Louons maintenant les grands hommes transgresse les simples lois du journalisme (il sera d’ailleurs refusé par le magazine Life qui l’avait commandé). James Agee s’est immergé dans le milieu qu’il voulait étudier et il l’a constitué en un véritable sujet mythique. De la vie de ces métayers du Sud, il n’a pas rapporté d’anecdotes frappantes, mais, pour reprendre l’expression d’Adorno, des récits de la « vie mutilée ».
Ce n’est sans doute pas un hasard si tout cela se réveille, tandis qu’en France et dans le monde éclatent des jacqueries et que je constate l’incapacité de ceux qui furent les communistes à mordre sur cette réalité, cette classe ouvrière qui, selon eu n’existe plus, ils l’ont délaissée pour les bobos qui s’amusent à contrefaire l’histoire au nom de médiocres valeurs, des droits de l’homme qui ignorent le vieillard SDF en train d’agoniser devant eux… Ce peuple qui n’a plus de boussole, plus d’avant garde… Devant cette incapacité à partager, à comprendre, je hais ce qu’on a fait des miens…
le communisme ça été pour moi comme dans le cas des archives de varsovie, une manière d’unir l’épopée à celle des vies mutilées, par les mots, par les photographies, les films.
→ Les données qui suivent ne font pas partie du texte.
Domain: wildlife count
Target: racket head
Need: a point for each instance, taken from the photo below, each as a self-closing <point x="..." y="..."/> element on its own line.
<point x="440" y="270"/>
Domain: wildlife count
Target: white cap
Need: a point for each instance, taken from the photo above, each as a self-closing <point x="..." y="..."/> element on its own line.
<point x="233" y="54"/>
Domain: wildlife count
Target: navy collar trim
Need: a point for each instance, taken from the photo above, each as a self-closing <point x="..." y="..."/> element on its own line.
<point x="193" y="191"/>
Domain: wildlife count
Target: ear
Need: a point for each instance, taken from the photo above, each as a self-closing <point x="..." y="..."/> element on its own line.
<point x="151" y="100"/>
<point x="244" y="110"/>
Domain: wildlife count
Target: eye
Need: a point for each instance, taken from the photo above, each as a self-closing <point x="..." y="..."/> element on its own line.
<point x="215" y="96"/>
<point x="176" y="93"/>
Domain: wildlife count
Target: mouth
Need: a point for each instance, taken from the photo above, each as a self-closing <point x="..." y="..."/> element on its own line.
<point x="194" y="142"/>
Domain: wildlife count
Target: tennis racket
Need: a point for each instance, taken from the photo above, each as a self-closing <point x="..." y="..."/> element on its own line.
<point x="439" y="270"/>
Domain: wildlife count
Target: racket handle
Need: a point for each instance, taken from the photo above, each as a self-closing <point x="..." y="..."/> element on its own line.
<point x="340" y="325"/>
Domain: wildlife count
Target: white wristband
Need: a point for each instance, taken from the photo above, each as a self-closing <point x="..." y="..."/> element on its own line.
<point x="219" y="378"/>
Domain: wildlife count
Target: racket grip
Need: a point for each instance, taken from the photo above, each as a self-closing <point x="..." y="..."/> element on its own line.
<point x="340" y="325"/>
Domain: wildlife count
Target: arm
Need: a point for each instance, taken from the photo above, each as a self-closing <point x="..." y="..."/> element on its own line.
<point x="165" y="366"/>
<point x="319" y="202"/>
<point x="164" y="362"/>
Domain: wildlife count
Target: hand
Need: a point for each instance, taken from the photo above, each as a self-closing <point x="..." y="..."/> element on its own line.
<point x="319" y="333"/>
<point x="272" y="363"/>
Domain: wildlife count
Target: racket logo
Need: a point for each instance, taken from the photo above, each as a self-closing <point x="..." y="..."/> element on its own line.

J’ai compris à mon retour de Hongrie que je ne pouvais plus me mêler de ce parti communiste tel qu’il était devenu. Je n’ai plus rien de commun avec certains de ses membres. Il y a en moi des sentiments qui ne débouchent sur rien, du mépris, de la haine pour certains qu’à tort ou à raison je considère comme des liquidateurs, des négationnistes de tout ce à quoi je suis attachée. Des négationnistes immondes de ce que nous avons été, mais aussi de tout ce qui se passe dans le monde et qui se rattache à l’épopée du XXe siècle. Ces gens agissent ainsi même pas par conviction, non parce que l’UE leur donne du fric pour jouer les touristes de luxe. Il sont surperficiels et stupides, incultes, les cotoyer, me heurter encore et toujours au pouvoir de censure qu’ils exercent sur tout ce qui se publie en matière de presse communiste, m’est insupportable, vingt ans que cela dure, il me reste peu de temps je ne veux pas le perdre. ils sont si nombreux à s’acharner sur cet agonisant qu’est le PCF, les liquidateurs mais aussi les groupuscules et leur gourous. Je vis un mauvais rêve, je me demande quand et comment me réveiller…
Voilà quand on pense cela, quand on ressent cette colère, il est inutile de continuer, je ne suis d’aucune aide et je ne veux pas causer du tort à la poignée de héros qui tentent de » sauver ce qui peut l’être dans le présent. Je suis bien consciente de l’enjeu, de la manière dont ce qui ont voulu oublier sont en train de revivre, mais je suis dans l’incapacité d’agir.
En revanche, je peux continuer à accumuler du matériau sur ce que j’estime la réalité de mon peuple adoptif, les communistes et je le ferai sur ce blog, je continuerai à publier des voix du monde entier, mais aussi en travaillant sur mes archives personnelles, une démarche que j’expose ici. Au point où j’en suis je pense ne même pas confier mes manuscrits à un éditeur. peut-être les éditerais-je moi même à une centaine d’exemplaires, en contrôlant la mise en page, l’iconographie.